The torture marks on Rajneesh’s body, seen by scores of people on its arrival in Jammu exposed the brutality the policemen practised. There were cigarette burn marks all over. His nails had been pulled out. Other evidence of torture suggests that he was given the option of giving up either the woman he loved or his faith. The courage Rajneesh showed in the face of such torture — which has been confirmed by post-mortem as well — needs to be commended.

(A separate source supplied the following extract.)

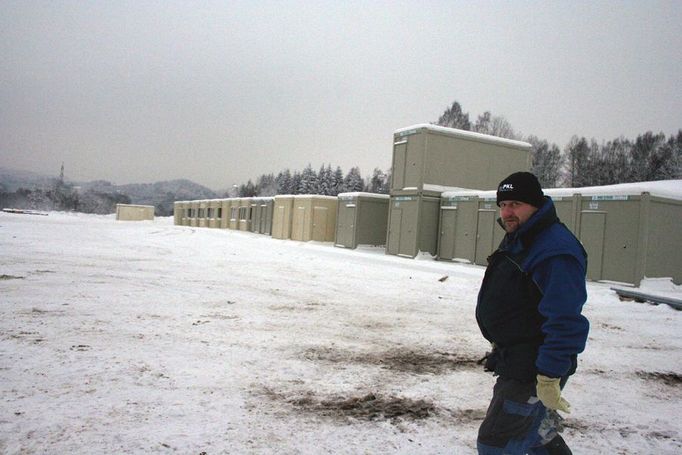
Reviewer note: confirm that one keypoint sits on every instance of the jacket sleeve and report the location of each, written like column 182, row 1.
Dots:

True, custodial deaths are not rare in this country. But in Rajneesh’s case there is a communal angle to it. It is ironical that the same Kashmir Valley witnessed protests over the murder of tow Muslim women in Shopian. But the horrific custodial death of a Hindu man was treated with indifference. There have been numerous instances of Muslim men marrying Hindu women after converting them to Islam. Such marriages are happening all over the country. But the police are never called to intervene and the conversion to Islam is welcomed. Yet, if anyone converts the other way, all hell breaks loose.

The question here is why don’t the self-styled liberals in the country stand up and condemn the Muslim community for its allergy to someone from their own community converting to another faith although it welcomes conversions to Islam.

There are several instances of individual families and communities of all description in the country seeking to undo inter-community marriages and even punish couples involved in them. In such cases civil society and the police are supposed to protect the couples. Where individuals or communities inflict punishment on these couples, the police are supposed to investigate the deaths and prosecute the perpetrators. Civil society is expected to stand by the victims. So why is civil society silent on Rajneesh’s case?

Srinagar bursts into flames whenever someone is killed in the crossfire between security personnel and terrorists. But there have been no protests over Rajneesh’s death in Srinagar. The Omar Abdullah Government has done nothing to act against the murderers. As a mere formality, two low-ranking policemen have been placed under suspension and orders have been issued for a magisterial inquiry into the custodial death.

There is something sinister behind this apathy. It would appear that someone is trying to give the message that Jammu & Kashmir is ‘autonomous’ or in someway out of the orbit of Indian law. As the militants and the separatists push their agenda, the Hindus of Jammu are being treated as second class citizens who cannot even depend on the protection of the law. In many Islamic countries this kind of a situation is normal.

Perhaps Rajneesh’s murder is not even a crime in the eyes of the authorities in Jammu & Kashmir. Otherwise, the ‘sensitive’ majority community would have definitely protested against the actions of the police in Srinagar. The blame for this state of affairs does not lie with a particular community as such or the individuals therein. The blame lies with the system that keeps the community insular and builds high walls to protect it from the winds of change, and the ‘secularists’ who conveniently look the other way when such incidents occur.

Let us contrast the indifference towards Rajneesh’s death case with how civil society reacted in Kolkata when an influential and rich Hindu, Ashok Todi, was accused of getting the police to help him deal with a Muslim man, Rizwanur Rahman, who dared to marry his daughter. The people of Kolkata, irrespective of their religion, rose in protest. Some of India’s greatest intellectuals went and forced the Government to order an impartial probe which led to the prosecution of both Todi and the police officers who colluded with him.

Contrast Kolkata’s reaction with the deafening silence in Srinagar and Delhi over Rajneesh’s custodial death. The victim is from Jammu & Kashmir’s minority community. Will Rajneesh have to become a Rizwanur to get justice in India?